Yargıtay’ın bir kararında, sabit ücret ve prim ödemesi karşılığı çalışma sisteminde, fazla çalışma ücretinin primlerin eklenmediği sabit ücret üzerinden hesaplama yapılması gerektiği kabul edilmişken,[4] Yargıtay’ın farklı bir dairesi hesaplamanın sabit ücret ve primlerden oluşan ücretin toplamı üzerinden yapılması gerektiği kabul etmektedir[5]. Nitekim, “Somut uyuşmazlıkta, davacının ücretinin garanti ücret ve sefer priminden oluştuğu dosya içeriği ile sabittir. Davacının yaptığı iş bir nevi yüzde usulü veya parça başı çalışma usulüdür. Bu nedenle fazla çalışma ücretinin zamsız kısmının yüzde usulü ödenen ücretler içinde ödendiği kabul edilmeli ve hesaplama sadece % 50 zam kısmına göre yapılmalıdır.

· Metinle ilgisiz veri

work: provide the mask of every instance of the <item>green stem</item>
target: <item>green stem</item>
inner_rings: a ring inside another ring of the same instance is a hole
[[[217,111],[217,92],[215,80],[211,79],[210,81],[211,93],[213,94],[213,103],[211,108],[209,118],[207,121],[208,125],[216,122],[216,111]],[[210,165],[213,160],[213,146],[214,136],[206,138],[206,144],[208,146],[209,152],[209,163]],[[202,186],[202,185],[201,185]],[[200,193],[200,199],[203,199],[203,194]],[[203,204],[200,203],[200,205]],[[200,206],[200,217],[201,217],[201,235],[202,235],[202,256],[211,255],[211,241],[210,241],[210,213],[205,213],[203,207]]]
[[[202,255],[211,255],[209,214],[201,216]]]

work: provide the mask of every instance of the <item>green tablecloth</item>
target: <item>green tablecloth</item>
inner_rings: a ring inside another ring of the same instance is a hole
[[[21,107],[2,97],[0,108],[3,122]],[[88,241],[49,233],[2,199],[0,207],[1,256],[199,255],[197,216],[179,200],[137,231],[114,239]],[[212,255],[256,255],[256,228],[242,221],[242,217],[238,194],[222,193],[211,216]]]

Hükme esas alınan bilirkişi raporunda ücretin asgari ücrete kadar olan kısmı için % 150 zamlı ücrete göre hesaplama yapılmış, asgari ücretin üzerinde yapılan ödemeler için ise % 50 zam kısmına göre fazla çalışma hesabına gidilmiştir. Dairemizin uygulamalarına göre ücretin sabit olan ve yüzdeye ait kısmının bu şekilde ayrıştırılması ile hesaplama yapılması hatalıdır. Sabit ücret ve yüzdelerden oluşan ücretin tamamı hesaplamaya esas alınmalı ve fazla çalışma ücreti, sadece % 50 zam kısmına göre belirlenmelidir. Gerekirse bu yönde ek hesap raporu alınmalı, usulî müktesep hak da gözetilerek bir karar verilmelidir.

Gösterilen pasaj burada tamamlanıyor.